Jusqu'en 1880, une partie de la bourgeoisie croit au capitalisme agricole. La maîtrise de l'eau pour l'irrigation ou les dessèchements rentre dans ce schéma. Mais ce n'est pas sa valeur intrinsèque qu'elle prend en compte c'est son action de bonification des sols. Ces travaux hydrauliques permettent la constitution d'un espace quadrillé, homogène, qui témoigne d'une rationalité productiviste (il s'oriente d'emblée vers les productions spéculatives propres à l'échange marchand).

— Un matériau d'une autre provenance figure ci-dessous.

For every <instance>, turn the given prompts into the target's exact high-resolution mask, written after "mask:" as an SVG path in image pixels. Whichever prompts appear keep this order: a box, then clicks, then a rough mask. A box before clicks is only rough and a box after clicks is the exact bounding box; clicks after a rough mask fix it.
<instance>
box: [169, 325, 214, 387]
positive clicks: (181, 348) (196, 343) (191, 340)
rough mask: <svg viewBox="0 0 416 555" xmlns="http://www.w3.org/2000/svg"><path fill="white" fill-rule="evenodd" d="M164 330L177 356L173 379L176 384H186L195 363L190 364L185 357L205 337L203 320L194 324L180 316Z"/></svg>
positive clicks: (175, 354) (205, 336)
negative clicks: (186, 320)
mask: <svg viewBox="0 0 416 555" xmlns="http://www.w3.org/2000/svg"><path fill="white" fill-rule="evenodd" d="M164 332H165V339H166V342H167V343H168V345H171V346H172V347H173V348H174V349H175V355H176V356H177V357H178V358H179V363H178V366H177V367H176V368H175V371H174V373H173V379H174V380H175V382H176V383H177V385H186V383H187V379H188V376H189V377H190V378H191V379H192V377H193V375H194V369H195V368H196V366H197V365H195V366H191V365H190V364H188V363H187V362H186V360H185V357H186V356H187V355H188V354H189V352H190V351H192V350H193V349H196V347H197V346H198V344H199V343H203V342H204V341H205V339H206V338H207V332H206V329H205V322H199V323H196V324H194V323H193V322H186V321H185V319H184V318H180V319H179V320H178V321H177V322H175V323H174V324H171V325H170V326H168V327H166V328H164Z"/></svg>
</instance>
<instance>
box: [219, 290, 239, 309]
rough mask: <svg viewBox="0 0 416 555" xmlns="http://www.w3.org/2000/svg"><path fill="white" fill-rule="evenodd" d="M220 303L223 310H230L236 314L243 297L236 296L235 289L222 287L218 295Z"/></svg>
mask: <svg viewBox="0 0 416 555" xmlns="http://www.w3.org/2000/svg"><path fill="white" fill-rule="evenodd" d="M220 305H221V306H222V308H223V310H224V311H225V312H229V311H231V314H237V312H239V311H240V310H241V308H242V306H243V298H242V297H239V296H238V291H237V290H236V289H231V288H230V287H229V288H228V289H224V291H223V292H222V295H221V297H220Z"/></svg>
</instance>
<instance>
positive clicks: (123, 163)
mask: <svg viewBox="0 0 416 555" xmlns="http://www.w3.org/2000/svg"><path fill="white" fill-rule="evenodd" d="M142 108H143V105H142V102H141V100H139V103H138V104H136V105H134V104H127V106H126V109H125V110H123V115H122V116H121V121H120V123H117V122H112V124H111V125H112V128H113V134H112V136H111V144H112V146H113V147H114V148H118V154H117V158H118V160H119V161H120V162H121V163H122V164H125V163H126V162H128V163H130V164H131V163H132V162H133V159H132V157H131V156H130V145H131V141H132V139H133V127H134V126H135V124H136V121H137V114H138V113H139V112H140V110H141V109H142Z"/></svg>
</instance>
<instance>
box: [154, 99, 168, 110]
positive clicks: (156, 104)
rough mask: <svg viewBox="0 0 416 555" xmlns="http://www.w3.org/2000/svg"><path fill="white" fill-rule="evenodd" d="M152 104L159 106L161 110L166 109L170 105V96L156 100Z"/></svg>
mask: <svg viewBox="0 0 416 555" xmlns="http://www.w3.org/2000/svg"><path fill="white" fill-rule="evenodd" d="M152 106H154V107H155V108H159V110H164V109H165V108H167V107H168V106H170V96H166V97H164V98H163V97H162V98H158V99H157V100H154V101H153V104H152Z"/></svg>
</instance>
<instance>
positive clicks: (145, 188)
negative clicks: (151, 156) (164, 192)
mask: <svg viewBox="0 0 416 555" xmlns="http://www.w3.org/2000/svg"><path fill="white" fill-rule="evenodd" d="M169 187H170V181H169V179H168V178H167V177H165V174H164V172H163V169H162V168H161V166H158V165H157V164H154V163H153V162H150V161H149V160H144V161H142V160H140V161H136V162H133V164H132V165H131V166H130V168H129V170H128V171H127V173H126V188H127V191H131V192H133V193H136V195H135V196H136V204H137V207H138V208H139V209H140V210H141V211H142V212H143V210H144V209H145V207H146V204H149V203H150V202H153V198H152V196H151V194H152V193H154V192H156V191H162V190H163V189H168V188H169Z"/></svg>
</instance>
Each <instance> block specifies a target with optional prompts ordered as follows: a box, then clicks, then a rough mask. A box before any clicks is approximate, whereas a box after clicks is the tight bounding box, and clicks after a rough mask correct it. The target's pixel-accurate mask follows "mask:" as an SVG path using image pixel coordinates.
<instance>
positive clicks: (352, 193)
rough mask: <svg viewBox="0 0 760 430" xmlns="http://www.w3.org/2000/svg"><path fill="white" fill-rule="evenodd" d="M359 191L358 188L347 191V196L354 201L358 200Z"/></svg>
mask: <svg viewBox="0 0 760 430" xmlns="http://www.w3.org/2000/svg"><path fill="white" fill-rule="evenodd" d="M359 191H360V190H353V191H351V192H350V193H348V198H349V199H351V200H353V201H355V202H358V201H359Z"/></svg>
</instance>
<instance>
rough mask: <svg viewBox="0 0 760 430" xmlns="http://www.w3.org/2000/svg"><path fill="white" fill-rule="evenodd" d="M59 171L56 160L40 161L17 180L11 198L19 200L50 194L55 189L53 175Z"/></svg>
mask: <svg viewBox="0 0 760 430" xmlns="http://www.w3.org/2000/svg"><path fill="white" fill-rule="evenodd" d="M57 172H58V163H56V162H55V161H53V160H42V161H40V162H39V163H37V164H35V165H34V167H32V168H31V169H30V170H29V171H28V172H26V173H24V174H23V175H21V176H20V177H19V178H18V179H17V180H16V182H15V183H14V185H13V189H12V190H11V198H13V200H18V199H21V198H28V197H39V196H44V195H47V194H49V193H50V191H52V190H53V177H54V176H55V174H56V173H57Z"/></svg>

Mais cette volonté de construire une agriculture capitaliste sera contrecarrée par une large part de la bourgeoisie, hostile au développement d'une aristocratie foncière de type anglo-saxon qui remettrait en cause certains des notables locaux. Certains projets se heurteront également à l'opposition quelquefois violente de métayers et de petits propriétaires très attachés à leurs droits coutumiers remis en cause par ces travaux d'hydraulique.

Jusqu'en 1880 le discours sur les utilisations agricoles des eaux courantes est sous-tendu par cette dialectique politique.